When the monster is among us

Steven Speilberg is a master of his craft. And when he does sci-fi, he has me eating out of his hands! Artificial Intelligence, Jurassic Park and now Taken. A mini-series for the SciFi Channel, Taken has already won an Emmy for the ‘Outstanding Miniseries’ of 2003.

It’s based on the Roswell incident and weaves a tale of three generations of three different families - and their role in our encounters with the third kind. It’s beautifully told and brilliantly filmed. The story is told by six year old Allie Keys (Dakota Fanning) who is, if I may put it this way, the raison d’etre of the series - both literally and figuratively. Literally because she’s the central character and figuratively because it’s her narrative which had me glued - watching one episode after another without a break!

It’s on DVD now, so if you can get hold of it, do watch it. It’s got an A+ dungeon rating :-)

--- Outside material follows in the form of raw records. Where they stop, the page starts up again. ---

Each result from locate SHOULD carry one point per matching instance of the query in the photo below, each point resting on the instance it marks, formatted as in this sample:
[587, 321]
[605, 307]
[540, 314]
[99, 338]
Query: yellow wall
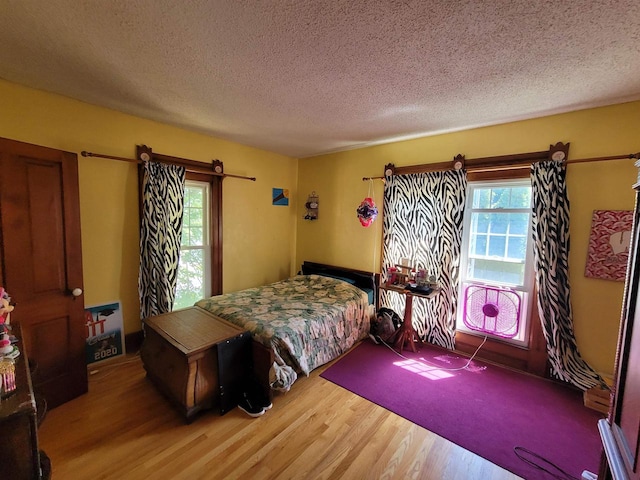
[258, 238]
[337, 237]
[261, 241]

Why am I writing about this now though? I saw this series more than two weeks ago now. Oh yes, read the title of this entry again. That’s one of Allie’s lines in the series. Last night, something happened which kind of reminded me of this. Okay, nothing weird, maybe even boring for some of you.

I was writing a bunch of classes for my project work. I was using Kdevelop 3 which, despite being a usability nightmare, is the best free IDE available for Linux. As things turned out, after some fiddling around on my part, the class browser stopped showing any of the classes I had written. I couldn’t figure out what was wrong and needed help. Looking around for some (help!) at two in the morning isn’t exactly beneficial. But thanks to the internet, you can be sure that there’s someone, somewhere who’s awake and free at any given point of time.

Here’s a tip: if you need good and free linux help, use IRC. Which is what I did. Joined #kdevelop and found one of the developers online. He helped me for an hour and half at the end of which I realized it was a stupid syntax error in my code which was making all my classes look like a bunch of characters and nothing more to the Class browser.

The error, the culprit, the monster was in my stuff - and how easy it had been to blame the kdevelop guys for crappy software. The guy wasn’t mad at me (I would be!) and even gave me a few tips on how to make kdevelop suck a little less in the usability department.